(Barry Butler)(Video) (recitation by Barb)

People's History: Great Depression and Its Aftermath, 1919-1940 (Chap 15)

Nobody Knows the Trouble I've Seen, Paul Robeson, 1925
Empty Bed Blues, Bessie Smith, 1920s
Stormy Weather, Bea Wain, 1941
Brother Can You Spare a Dime, Charley Pilloy, 1930s

The workers battled for their rights, but bosses tore
them down. The Crash of '29 would underscore
inequities. With FDR the common man
made gains, but business honed its anti-Labor plan.

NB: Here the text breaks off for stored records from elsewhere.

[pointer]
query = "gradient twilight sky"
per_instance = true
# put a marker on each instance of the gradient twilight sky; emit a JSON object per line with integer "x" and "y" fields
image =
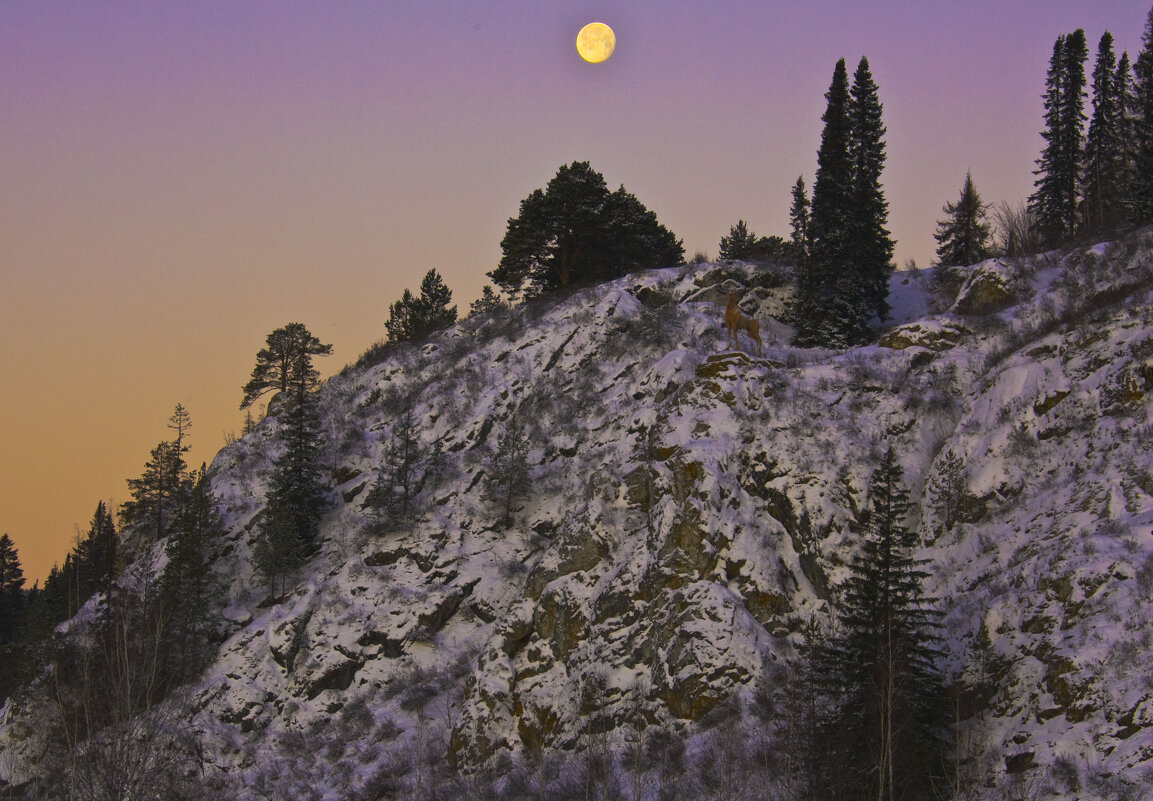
{"x": 179, "y": 179}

The war was over, unions were dismantled, but the fights
grew more intense, as wages fell but children's appetites
remained. A hundred thousand rallied in Seattle's strike,
and eastern steel and textile stoppages were much alike;
police in Boston; in Chicago, strikes like never seen
before. The same response each time: police would intervene
with clubs and fists and guns, and raid the union offices,
and government deported aliens, as promises
of liberty were cast away. They called them dangerous,
these strikers, overthrowing bastions of the prosperous -
for this they must be punished. Management regained control
in post-war years, the roaring twenties serving to console
the public with a Babbitt-like illusion of a spread
of riches. But the "Mellon Plan" addressed the underfed
with tax cuts for the rich. And then the Crash of Twenty-Nine,
as speculation and the income gap would undermine
the business class. Production fell by half, the unemployed
approaching half the working force, and Henry Ford, annoyed
with those refusing work in times of plenty, soon announced
a massive cut in jobs, though Mister Hoover had pronounced
the nation's poverty diminished (as the "Hoovervilles
sprang up in garbage dumps, with joblessness and unpaid bills
and homelessness and "grapes of wrath" for hungry families,
as men with guns patrolled the orchards and ignored the pleas
of children picking fruit to be discarded if the price
was low). A people dispossessed within a paradise
for just a special few. And Steinbeck called them "dangerous,"
for they were desperate. With little hope for serious
reform, self-help and barter groups began, with Communist
assistance. Vets of World War 1 began an activist
campaign (the "Bonus Army") to redeem certificates
they earned in war. They camped in cardboard, seeking benefits
for basic needs, and they were met with tanks and guns and gas
and men like Patton and MacArthur, as the lowest class
of people fought a "war between the Wars." And FDR -
a man of grit and tools, not gold; of soup, not caviar -
beat Hoover, thanks to this. His National Recovery,
New Deal, and TVA provided jobs. A policy
of humanism now prevailed, though lacking benefit
to blacks, and somewhat fanciful, as business would permit
a little for the poor, not much. And now in '34,
a million workers striking, the response would underscore
the bosses' tactics: first, the breakers of the strike - police
or troops or needy blacks (no jobs except to keep the peace);
and second, organized and institutional control -
like National Industrial Relations - to extol
the benefits to Labor while the legal victories
deferred to management. It seemed the only guarantees
for workers followed less from efforts to negotiate
and more from sit-down strikes and bold attempts to agitate.
The CIO succeeded for awhile, and unions grew
and strikes were many in the Forties, but the whole milieu
of war would introduce a patriotic zeal and give
the people jobs, and make the unions less imperative.